On 4/4/13 2:45 PM, Jeaye Wilkerson wrote:
Howdy,
I've been tinkering with Rust generics lately and, unfortunately, they
seem very limiting. Coming from C++, I expect from generics what
templates provide: A plug-in-this-type-in-and-see-if-it-compiles (
http://en.wikipedia.org/wiki/Substitution_failure_is_not_an_error )
approach.
Rust generics are more like C++13 templates with concepts, not like the
templates that exist today. This allows templates to be typechecked at
the time you write them, not when you instantiate them. You can use
macros for the more unstructured approach.
It seems to me that trait-based generics are not really
generic at all; they're polymorphic. Take the following:
impl<T: num::Zero> Foo
{
pub fn zero() -> Foo<T>
{
Foo { bar: num::Zero::zero() }
}
}
Often times in C++, a programmer will want to restrict the types that
can go into a function. C++ traits make this kind of messy, so I
appreciate the approach here. Still, getting zero from T uses a
polymorphic num::Zero::zero(), instead of a generic T::zero().

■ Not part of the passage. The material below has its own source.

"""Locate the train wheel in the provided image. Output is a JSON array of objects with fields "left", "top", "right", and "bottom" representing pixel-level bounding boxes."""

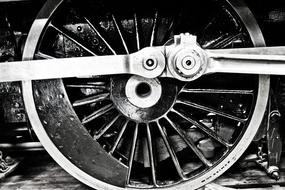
[{"left": 22, "top": 0, "right": 269, "bottom": 189}]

This is something that Niko addresses in these posts:
http://smallcultfollowing.com/babysteps/blog/2013/04/02/associated-items/
http://smallcultfollowing.com/babysteps/blog/2013/04/03/associated-items-continued/
Allowing `T::zero()` could be done and has advantages and disadvantages,
but I've shied away from it so far, because of the problems with types
that aren't paths (`<~[int]>::empty()`) and ambiguities (what if there
are two traits that define `zero()`?)
Furthermore, what if one wanted to create also a "pub fn one() ->
Foo<T>" function; you then need "num::Zero::zero() + 1", but does that
work as expected?
You would need another bound on the function. Or just use the Num trait,
as below.
Another problem that arises is the massive number of
trait bounds that an arithmetic (or something else) function might need
to simply work.
This is because trait inheritance is currently broken. Once it's fixed,
you'll just be able to use the Num trait and you'll get all of the
arithmetic with one short trait bound.